In what is a familiar response to unwelcome news, the power of social networking and online campaigning is being used in a bid to secure the future of two radio stations seemingly under threat as a result of BBC cutbacks.
Rumours that digital radio stations BBC 6Music and the BBC Asian Network may be axed as a means of The Beeb cutting costs are reported in detail in today's Times newspaper. The story is being given credence by the BBC's silence on the matter. The BBC's own website reports that the corporation has issued no denial of plans to close the radio stations.

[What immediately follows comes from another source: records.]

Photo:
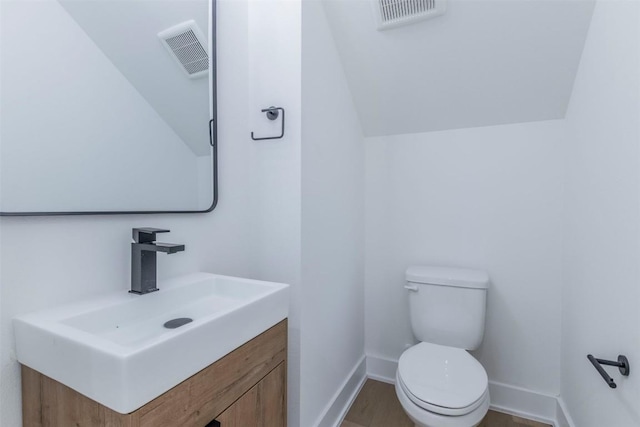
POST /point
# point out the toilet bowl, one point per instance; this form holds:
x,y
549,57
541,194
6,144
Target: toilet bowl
x,y
440,386
438,383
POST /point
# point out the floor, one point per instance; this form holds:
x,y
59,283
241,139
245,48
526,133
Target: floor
x,y
378,406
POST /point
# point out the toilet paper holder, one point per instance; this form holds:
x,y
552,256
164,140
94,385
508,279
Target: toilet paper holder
x,y
622,364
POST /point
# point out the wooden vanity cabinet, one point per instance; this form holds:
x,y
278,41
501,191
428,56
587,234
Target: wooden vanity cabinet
x,y
246,388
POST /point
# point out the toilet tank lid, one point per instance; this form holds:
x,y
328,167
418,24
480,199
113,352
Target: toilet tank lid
x,y
448,276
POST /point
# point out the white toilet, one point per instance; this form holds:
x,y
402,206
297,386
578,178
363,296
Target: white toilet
x,y
438,383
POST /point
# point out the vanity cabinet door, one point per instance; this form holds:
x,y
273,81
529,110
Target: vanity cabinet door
x,y
264,405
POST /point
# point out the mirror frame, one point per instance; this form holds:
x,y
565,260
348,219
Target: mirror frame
x,y
213,142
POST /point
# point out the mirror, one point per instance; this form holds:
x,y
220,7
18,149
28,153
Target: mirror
x,y
106,106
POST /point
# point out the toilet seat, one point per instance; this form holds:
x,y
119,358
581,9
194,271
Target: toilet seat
x,y
443,380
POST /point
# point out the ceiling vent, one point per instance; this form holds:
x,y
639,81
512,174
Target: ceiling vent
x,y
186,43
394,13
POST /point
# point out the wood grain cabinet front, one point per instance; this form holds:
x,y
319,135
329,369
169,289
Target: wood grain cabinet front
x,y
246,388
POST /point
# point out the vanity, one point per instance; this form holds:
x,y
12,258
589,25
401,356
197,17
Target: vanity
x,y
111,361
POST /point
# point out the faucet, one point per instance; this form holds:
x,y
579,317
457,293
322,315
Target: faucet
x,y
143,258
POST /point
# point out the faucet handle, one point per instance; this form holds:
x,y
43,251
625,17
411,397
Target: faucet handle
x,y
146,234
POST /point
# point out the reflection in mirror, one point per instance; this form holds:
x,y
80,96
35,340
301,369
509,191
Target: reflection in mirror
x,y
98,112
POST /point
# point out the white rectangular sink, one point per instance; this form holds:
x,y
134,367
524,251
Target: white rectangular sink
x,y
115,349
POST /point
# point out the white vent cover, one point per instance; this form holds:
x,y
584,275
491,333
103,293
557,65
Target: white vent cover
x,y
186,43
394,13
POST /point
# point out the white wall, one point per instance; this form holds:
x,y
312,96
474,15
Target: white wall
x,y
68,112
48,261
601,292
486,198
482,63
332,223
274,79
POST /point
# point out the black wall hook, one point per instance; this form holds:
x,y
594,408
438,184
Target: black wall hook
x,y
622,364
272,114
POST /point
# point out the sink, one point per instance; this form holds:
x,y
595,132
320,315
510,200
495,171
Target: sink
x,y
116,350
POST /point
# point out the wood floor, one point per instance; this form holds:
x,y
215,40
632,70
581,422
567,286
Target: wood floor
x,y
378,406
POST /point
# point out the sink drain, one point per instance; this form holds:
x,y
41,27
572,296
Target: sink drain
x,y
176,323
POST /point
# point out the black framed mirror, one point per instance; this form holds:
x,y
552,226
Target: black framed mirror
x,y
108,107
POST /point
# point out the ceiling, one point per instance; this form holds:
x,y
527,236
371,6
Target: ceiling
x,y
485,62
127,33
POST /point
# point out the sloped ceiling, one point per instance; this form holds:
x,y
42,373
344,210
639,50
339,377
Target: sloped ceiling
x,y
126,31
485,62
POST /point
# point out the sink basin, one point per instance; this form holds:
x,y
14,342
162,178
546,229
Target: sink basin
x,y
116,350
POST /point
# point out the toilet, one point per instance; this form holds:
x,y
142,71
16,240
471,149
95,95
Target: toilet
x,y
438,383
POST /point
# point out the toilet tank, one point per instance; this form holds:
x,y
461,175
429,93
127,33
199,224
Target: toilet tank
x,y
448,305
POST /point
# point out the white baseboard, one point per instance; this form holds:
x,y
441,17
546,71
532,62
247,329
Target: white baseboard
x,y
504,398
339,405
523,403
562,415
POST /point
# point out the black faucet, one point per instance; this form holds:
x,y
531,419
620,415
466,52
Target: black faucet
x,y
143,258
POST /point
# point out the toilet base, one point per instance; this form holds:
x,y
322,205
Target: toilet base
x,y
423,418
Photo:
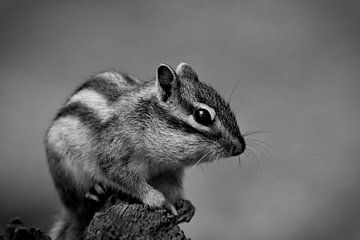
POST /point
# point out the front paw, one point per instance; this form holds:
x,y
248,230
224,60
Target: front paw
x,y
156,199
97,195
185,209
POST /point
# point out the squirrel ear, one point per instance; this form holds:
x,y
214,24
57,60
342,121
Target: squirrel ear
x,y
165,77
184,70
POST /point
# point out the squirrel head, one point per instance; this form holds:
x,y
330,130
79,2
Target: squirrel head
x,y
197,123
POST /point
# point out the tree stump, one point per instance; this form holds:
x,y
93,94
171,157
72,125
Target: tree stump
x,y
119,219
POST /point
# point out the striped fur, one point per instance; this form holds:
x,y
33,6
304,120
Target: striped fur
x,y
121,132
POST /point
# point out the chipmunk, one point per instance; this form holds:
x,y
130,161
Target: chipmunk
x,y
135,137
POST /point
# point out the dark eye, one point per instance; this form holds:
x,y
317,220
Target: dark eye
x,y
203,117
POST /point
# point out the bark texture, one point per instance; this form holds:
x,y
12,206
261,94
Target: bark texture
x,y
117,220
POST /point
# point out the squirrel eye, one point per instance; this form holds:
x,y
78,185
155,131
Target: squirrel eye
x,y
203,117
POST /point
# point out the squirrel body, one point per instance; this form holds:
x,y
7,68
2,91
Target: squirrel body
x,y
135,137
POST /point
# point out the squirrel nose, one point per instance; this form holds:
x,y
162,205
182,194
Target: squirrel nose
x,y
238,147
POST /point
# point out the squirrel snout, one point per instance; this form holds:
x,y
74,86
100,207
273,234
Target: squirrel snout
x,y
238,147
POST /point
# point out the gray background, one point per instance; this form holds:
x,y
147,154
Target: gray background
x,y
298,63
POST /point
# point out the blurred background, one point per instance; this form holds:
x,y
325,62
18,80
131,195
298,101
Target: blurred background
x,y
298,67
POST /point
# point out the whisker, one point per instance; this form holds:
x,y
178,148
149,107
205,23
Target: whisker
x,y
257,163
259,149
262,142
199,161
254,132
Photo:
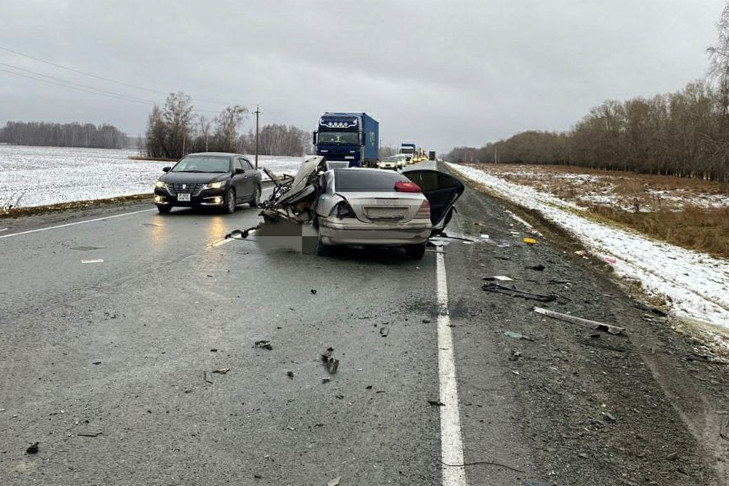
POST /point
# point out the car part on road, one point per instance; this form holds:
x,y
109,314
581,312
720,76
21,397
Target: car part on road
x,y
598,326
500,289
331,363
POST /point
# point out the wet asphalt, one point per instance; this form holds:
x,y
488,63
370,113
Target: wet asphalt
x,y
113,330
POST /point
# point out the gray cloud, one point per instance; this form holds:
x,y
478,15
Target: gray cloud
x,y
443,73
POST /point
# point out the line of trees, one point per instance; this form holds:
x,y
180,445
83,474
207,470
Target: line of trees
x,y
63,135
685,133
174,130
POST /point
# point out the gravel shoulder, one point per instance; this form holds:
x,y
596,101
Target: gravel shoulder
x,y
595,408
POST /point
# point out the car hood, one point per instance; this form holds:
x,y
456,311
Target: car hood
x,y
193,177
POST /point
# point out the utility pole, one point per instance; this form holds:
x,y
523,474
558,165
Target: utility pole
x,y
258,112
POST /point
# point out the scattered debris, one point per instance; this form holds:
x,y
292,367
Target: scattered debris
x,y
498,277
598,326
331,363
500,289
516,335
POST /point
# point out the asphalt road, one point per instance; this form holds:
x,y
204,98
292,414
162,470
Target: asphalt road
x,y
110,364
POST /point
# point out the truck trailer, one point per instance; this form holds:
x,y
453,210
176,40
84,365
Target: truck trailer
x,y
348,139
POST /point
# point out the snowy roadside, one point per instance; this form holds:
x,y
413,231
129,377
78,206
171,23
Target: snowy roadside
x,y
696,285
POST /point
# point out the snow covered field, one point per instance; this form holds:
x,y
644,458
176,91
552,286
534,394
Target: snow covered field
x,y
695,284
49,175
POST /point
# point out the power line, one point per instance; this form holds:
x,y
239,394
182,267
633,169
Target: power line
x,y
102,78
79,85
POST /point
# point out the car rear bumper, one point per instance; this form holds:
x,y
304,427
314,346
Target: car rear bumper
x,y
374,234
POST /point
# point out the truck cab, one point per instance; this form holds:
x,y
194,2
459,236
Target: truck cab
x,y
347,139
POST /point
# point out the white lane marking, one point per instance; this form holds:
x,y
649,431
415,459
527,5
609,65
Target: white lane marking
x,y
76,223
98,260
451,441
222,242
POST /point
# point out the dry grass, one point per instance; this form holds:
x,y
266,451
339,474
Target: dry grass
x,y
685,212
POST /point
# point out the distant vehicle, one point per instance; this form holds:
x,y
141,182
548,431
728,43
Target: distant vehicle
x,y
208,179
348,139
408,149
367,206
390,163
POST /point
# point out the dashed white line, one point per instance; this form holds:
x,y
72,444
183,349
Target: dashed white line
x,y
451,440
74,224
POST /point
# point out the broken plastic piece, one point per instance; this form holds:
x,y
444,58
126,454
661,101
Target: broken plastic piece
x,y
598,326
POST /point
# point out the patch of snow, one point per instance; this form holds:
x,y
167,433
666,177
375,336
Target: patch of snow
x,y
696,284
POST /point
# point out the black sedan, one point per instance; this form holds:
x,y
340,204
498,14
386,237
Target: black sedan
x,y
208,179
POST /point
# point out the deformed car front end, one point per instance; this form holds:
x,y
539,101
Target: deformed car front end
x,y
365,207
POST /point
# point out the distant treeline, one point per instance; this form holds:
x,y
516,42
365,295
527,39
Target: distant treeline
x,y
63,135
684,133
174,131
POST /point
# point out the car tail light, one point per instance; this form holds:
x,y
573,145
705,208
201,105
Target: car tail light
x,y
401,186
342,210
423,211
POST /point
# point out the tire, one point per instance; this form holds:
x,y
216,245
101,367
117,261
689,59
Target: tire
x,y
256,198
415,252
229,201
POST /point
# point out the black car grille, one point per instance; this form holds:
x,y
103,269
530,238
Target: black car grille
x,y
176,188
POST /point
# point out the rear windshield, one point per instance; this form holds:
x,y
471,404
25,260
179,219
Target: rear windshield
x,y
360,180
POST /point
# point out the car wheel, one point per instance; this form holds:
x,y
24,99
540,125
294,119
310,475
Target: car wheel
x,y
415,252
256,198
321,248
229,201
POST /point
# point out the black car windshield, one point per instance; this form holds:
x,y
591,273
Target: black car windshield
x,y
203,164
339,138
358,180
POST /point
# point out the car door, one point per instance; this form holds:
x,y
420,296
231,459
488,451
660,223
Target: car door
x,y
242,189
441,190
251,178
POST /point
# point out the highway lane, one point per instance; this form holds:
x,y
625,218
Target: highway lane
x,y
150,315
110,365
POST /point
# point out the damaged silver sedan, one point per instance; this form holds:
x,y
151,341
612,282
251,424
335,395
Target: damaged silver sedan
x,y
365,207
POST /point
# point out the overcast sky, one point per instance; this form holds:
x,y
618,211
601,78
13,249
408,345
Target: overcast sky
x,y
441,73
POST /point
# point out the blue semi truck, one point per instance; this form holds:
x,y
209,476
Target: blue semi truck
x,y
348,139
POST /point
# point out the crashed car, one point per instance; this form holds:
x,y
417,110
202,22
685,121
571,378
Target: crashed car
x,y
356,206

Twitter users, up in arms at the prospect of losing a much-loved radio station in 6Music, are attempting to get a million retweets to their #savebbc6music posts from around the globe by way of indication of the station's popularity.
A Twibbon (an electronic badge that can be added to a user profile photo) has been created for Twitter user's to demonstrate their support
A petition to save both radio stations has been set up at the Number 10 website.
The petition reports: "The BBC will close two radio stations, shut half its website and cut spending heavily on imported American programmes in an overhaul of services to be announced next month."
In the past three months, audience viewing figures for 6Music have averaged a healthy 695,000. As well as being broadcast on DAB digital radios, listeners can tune in via the internet and on Freeview and Freesat TVs.
Two weeks ago The Guardian warned of the threat to the BBC Asian Network's radio station, which has lost listeners over the past year.
The Times reports indicates that BBC Click and BBC Blast technology microsites are also likely to be shut if the BBC cost-saving measures are implemented.
The BBC has come under fire for the amount it spent on refurbishing its central London offices, securing the rights to show popular foreign-made TV shows such as Mad Men and Heroes and the resources it devotes to sports programming.
While the BBC has made no comment on whether the planned radio station and website closures have been finalised, 6Music presenter Richard Bacon, predicts the station will survive and that the sort of passion and web campaigning inspired by the rumoured shutdown will actually serve to prove the popularity of less mainstream programming.
The Times says Absolute Radio will bid for 6Music should the BBC decide to withdraw funding for it.